Sunday, June 20, 2010

Referred pain and nonviolent communication


In the 2000 census there were 181 reported incidents of violence or threatened violence to census takers. In 2010 that number more than doubled to 379. Upon learning that a person had come to their door from the government, people shot, stabbed, threw chairs, loosed dogs, and threatened these workers, most of whom make about $15 per hour for this episodic canvas.
What did these workers do to deserve such horrific treatment? They were available and they were from the government. Were they spies, collecting evidence to prosecute someone? Were they agents from criminal investigative agencies or were they undercover mind control specialists from the al-Qa'ida-communist-Obama enslavement project? Apparently, in the minds of these poor deluded enraged Americans. One would think it was an army of Tutsis sent to command the Hutu masses and the brave few rose up with machetes to try to trigger a righteous Tea-for-Terrorist spy-icide.
We have become such a coarse people. When Gandhi was asked by a reporter, "What do you think of Western Civilization?" he responded, "That sounds like a good idea." No doubt Gandhi gave a small smile and other signs of respect as he gently chided the British rulers and slowly removed the pillars of their support. His approach won, but we seem to believe now that someone who acts like Gandhi is a wimpy loser. We need to emulate the Tea Party and stand up to King George by dumping census workers and civil discourse into the harbor.
What do we expect? We invade countries illegally and unilaterally. We treat guns like a human right and health care like a privilege. We bail out Wall Street financiers and bail on average Americans. The fat privileged elite are too porcine to stop supporting and the poor--the bottom 20 percent of humankind whose income is so flat that the richest 20 percent make 82 times more, the worst disparity in human history--the poor are too small to notice.
Thus we come 'round to the theories of nonviolent communication and constructive conflict communication. People will be heard. They will speak. They will ask for justice. If ignored or redirected, they will speak again, using different phrasing or speaking louder. Finally, they resort to violence. It is the ultima ratio regum, the final logic of the king--that is, war. Or, writ tiny, it is the renter sending the pit bull after the census taker in the name of standing up to the government.

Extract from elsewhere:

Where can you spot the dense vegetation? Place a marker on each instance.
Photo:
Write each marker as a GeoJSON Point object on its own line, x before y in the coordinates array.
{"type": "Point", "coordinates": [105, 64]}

Are census workers taught to deal with such exigencies? They aren't even allowed to carry pepperspray against pit bulls, so clearly the entire approach hasn't been worked through very carefully. But beyond the symbolic doubling of these attacks in the last decade is the question of civil discourse and simple civility in our society. The prongs of incivility range from the frustration of economic insecurity to encouragement of rage to the overcrowding of our land to the lionizing of the violent path of the warrior and the lack of training and education toward civil discourse in our schools. Parenting is poor. Teaching is inadequate. Media heaps it on daily--Glenn Beck is just the point of the spear--and the comments section of our online news sources are a minefield of ad hominem attack and vulgarity. In short, the erosion of our civilization is underway.
Countering this will take a personal and cultural approach. On the Portland State University campus we are launching our version of training for civil discourse. Oregon State University already has done this. Our K12 peace educators, many of whom work in special charter schools devoted to raising gentle and effective little communicators, work on this in more and more places. More and more media are moderating comments to encourage civility. We need this kind of effort in all our institutions, in our homes, in our media and in our public spaces real and virtual.
We will see how we have done by 2020. Perhaps by then we will not see the pain of people so easily referred from justified anger at oppression to rage at an innocent census worker. If that is so, we all will have done good work of our own on this. This is only one metric of many, but it's one that will come predictably every decade and is worth examination and action.